If everything is justifiable, where do you stand?

Saturday, 5 July 1997

Any person can justify taking over political power by force and become a tyrant. Any person can also justify eliminating this tyrant. Any tyrant can justify strengthening his position with any means at his disposal.

A criminal can justify committing criminal acts. Agents of Law and Order can justify hunting criminals as they would a rabid dog to remove him or her from society. The criminal can, of course, justify protecting his freedom against the Agents of Law and Order with all means at his disposal. And the Agents of Law and Order can justify maintaining law and order with all means at their disposal for the sake of Common Good.

Agents of Revolution can justify revolting against (current) Law and Order. And any number of individuals can justify – to others and to themselves – supporting the uprising.

One can therefore say that it wasn’t exceptional for Agents of Apartheid to justify trying to maintain Apartheid by using all means available to them, and it was entirely reasonable for the Agents of the Struggle for Human Rights to justify their fight against Apartheid by all means at their disposal.

Agents of the (current) Order, therefore, find it justifiable to protect the Order against the Agents of Revolution; Agents of Revolution also regard it as justifiable to fight the order with all means at their disposal.

Question: On what do people and groups base the justification for their actions?

Preliminary considerations: Survival of the fittest … common good … anything else?

No person, institution or organisation can take for granted that it is the strongest. Any person, institution, or organisation can justify challenging with all means and methods at their disposal a stronger person, institution or organisation in an attempt to improve its own position.

One Person can therefore justify challenging Other Person if the former believes he can overcome his opponent; and if he overcomes him, that he will be able to defend his new position.

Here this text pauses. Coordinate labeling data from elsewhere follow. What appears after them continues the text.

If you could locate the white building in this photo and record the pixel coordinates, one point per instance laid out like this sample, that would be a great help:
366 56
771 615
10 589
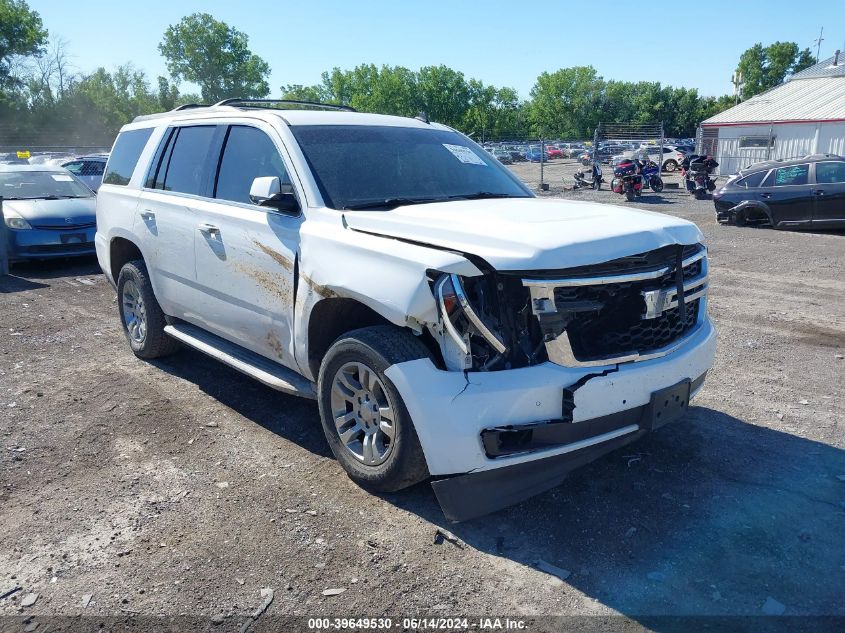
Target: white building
804 115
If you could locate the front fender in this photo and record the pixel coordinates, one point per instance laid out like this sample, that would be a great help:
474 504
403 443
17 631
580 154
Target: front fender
387 275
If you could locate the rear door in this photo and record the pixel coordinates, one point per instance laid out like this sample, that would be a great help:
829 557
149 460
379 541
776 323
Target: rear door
789 195
245 253
167 217
829 193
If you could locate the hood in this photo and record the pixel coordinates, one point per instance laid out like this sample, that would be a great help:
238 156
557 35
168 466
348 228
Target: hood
67 212
530 233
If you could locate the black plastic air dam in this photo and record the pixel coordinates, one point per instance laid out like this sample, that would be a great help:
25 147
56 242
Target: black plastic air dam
465 497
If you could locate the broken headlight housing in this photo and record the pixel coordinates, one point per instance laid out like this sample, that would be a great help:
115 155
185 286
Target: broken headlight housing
468 334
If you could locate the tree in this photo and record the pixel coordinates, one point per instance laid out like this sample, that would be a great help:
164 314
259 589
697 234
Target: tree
443 94
21 33
763 68
567 103
215 56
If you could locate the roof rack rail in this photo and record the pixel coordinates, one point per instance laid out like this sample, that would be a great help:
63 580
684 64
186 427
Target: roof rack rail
257 103
190 106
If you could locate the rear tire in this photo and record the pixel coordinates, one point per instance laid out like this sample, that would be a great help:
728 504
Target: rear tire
140 314
364 418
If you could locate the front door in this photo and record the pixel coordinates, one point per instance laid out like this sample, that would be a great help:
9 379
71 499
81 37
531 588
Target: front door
167 212
829 193
245 253
788 193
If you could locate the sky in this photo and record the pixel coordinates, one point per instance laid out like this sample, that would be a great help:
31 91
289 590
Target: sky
501 43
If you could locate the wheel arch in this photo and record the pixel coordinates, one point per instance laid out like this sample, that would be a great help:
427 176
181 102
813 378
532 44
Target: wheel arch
121 251
753 206
333 317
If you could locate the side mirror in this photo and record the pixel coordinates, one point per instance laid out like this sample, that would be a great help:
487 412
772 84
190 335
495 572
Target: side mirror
267 191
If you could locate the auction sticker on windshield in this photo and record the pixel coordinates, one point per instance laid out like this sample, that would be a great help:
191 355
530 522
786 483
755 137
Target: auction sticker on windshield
464 154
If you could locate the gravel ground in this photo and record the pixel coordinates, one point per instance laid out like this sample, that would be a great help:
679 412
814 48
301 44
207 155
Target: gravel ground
181 487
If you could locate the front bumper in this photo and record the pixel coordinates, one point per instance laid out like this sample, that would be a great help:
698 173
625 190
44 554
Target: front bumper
50 243
452 410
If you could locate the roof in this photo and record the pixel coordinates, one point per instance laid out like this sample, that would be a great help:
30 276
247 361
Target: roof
289 116
56 168
811 100
825 68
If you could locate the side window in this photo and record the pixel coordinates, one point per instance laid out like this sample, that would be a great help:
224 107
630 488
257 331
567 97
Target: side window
830 172
792 175
91 168
752 181
187 168
247 154
124 156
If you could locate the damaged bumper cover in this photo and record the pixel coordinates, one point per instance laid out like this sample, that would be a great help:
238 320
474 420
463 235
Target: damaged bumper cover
492 439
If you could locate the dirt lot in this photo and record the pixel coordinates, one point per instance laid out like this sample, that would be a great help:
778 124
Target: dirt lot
181 487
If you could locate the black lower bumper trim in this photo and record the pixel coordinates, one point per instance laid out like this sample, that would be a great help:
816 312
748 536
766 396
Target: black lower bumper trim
464 497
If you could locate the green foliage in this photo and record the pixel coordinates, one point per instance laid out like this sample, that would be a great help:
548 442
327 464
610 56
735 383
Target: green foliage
763 68
215 56
21 34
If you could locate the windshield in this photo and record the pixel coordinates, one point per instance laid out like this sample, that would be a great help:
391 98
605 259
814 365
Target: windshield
359 166
29 185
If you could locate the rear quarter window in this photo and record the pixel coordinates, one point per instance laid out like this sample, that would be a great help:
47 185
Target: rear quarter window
124 156
752 181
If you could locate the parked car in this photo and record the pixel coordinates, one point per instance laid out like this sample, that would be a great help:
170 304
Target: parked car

If One Person takes on Other Person in a fight and loses, the latter can justify wiping out with ruthless brutality One Person and even others who think like him. Would it be fair according to the Law of the Jungle, of Beat to Death or Get Beaten to Death? It seems so.

Is the Law of the Jungle morally justifiable? What is the benchmark?

Where, at the end of the day, do you stand as an individual? How do you work out on which side of the line you position yourself?